Christy Cook’s son Brian, who suffers from “pretty severe” autism, graduated from the program in June and works at Pizza Hut and for Mark West doing part assembly.
While neither of those jobs were the same he held while he was in the Functional Vocational Program, the skills he acquired from working at The Heights and the AmericInn hotel while in the program were vital in setting up his future, Cook said.
“He gained, first of all, the work ethics that you get up and go to work and earn a living and this is your schedule and you work your full shift,” she said. “He gets the idea of going in and his break time and work ethics. He doesn’t think because he’s handicapped that he can sit home and watch TV all day.”
Cook said the other parts of the program, such as the trips to Target, helped Brian learn how to be disciplined and controlled in daily activities like shopping.
“You’re not going to buy toys or videos every time you go to Target. You’re going to buy items you need in your daily life.
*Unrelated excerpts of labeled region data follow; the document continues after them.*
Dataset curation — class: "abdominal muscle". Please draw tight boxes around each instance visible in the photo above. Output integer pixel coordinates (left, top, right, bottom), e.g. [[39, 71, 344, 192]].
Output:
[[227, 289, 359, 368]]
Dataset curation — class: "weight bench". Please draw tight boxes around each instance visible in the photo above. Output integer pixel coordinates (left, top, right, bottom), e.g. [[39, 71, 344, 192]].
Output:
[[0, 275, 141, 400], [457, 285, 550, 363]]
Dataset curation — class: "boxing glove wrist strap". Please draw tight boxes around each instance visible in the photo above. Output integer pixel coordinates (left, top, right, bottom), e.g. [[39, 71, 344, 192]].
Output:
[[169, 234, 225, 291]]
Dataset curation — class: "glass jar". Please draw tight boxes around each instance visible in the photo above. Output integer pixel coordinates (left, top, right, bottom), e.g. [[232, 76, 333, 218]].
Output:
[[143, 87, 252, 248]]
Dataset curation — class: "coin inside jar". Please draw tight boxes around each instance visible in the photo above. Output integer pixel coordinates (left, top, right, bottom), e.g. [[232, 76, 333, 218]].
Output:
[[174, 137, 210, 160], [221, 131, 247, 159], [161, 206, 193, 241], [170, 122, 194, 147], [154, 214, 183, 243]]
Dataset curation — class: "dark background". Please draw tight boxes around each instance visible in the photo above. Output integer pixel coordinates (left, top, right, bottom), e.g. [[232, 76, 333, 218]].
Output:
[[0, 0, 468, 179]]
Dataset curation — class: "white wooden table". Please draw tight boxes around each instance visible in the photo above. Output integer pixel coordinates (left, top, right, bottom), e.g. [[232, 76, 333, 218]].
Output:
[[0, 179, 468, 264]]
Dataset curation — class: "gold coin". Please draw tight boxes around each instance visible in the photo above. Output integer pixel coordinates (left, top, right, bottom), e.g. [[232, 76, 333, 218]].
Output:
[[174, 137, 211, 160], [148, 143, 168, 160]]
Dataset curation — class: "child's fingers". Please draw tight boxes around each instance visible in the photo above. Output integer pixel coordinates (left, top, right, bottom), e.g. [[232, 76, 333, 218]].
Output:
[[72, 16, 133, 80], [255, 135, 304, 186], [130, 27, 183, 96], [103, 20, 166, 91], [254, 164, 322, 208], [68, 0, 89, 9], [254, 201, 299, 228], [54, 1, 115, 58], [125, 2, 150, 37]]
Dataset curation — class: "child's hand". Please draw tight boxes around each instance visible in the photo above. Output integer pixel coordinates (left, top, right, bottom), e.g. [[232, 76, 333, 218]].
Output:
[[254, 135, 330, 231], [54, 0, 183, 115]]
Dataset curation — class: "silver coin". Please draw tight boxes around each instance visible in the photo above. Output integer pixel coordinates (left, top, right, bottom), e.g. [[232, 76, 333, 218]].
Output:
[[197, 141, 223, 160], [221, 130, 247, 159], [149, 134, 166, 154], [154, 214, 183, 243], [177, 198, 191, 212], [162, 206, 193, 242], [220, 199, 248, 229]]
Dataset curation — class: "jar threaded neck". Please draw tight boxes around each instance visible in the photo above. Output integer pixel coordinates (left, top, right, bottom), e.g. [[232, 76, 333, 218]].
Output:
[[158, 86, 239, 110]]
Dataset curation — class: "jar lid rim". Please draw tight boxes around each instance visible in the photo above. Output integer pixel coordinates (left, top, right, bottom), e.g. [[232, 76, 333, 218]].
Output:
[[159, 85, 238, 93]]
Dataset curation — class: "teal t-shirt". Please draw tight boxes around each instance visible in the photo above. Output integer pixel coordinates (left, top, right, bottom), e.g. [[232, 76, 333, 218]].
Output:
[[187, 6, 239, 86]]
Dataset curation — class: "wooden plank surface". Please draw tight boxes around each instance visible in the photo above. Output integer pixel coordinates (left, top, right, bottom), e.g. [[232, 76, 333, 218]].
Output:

He had to learn that,” she said, adding that before the program he always wanted to get a movie or toy when they went to Target.
Cook said she was lucky to have lived in the VASD, and said the counselors understanding parents’ and students’ needs and worries is key to the program’s success.
“As a parent, you start to get a little nervous… They know that and they make sure that these kids are ready to go out into the world,” she said. “They do everything they can to make sure that happens.”
Eventually, the participants in the program have to leave school, as it only covers them up to age 21. When that happens, most transition into a similar program through Dane County that will help them for the rest of their lives.
By that time, Wendorf said, the program aims to have a student working 20 hours per week, often split among multiple jobs.
That number is important, she said, because the county program determines whether someone can sustain that level of work, and therefore that level of income, for the rest of their life.
“So they’re saying based on their income level right now, that’s what they can sustain throughout their lifetime. These are young adults who need paid work,” she said. “(Businesses) don’t have to keep them at your job for the rest of their lives, but if you can employ them so they can exit high school with this many paid hours, it’s huge.”
While the school’s job coaches and support staff no longer work with the student and their family directly after they leave the program, Wendorf said they will often hear stories of how they are doing, whether that means growth, a small misstep or a lost job.
The program has 19 students this year, and Wendorf said she expects it to continue to grow, based on the size of the incoming group of freshmen with special needs.
Wendorf said she is looking into options for moving the program off the VAHS campus.
“Hopefully you can work more directly on life skills, and it’s like their peer group shifts, so they kind of aren’t caught up in the high school end of it,” she said. “So we want them to move on and start that next phase. Have a clean break from high school.”
Examples from other districts that have taken their program off site include using churches, houses donated by real estate companies or businesses with extra space, Wendorf said.
Regardless of facilities, Wendorf said the program’s benefits for students are hard to quantify, and the inspiration they get from it is passed onto the job coaches and instructors who work with them.
“When a student starts that first job, and they get that actual first paycheck, it’s kind of the priceless thing,” she said. “There’s no other way to describe it, how excited they are that they’ve earned their own income, that they worked for that money, and it’s really incredible. That worth and that value, it’s huge.”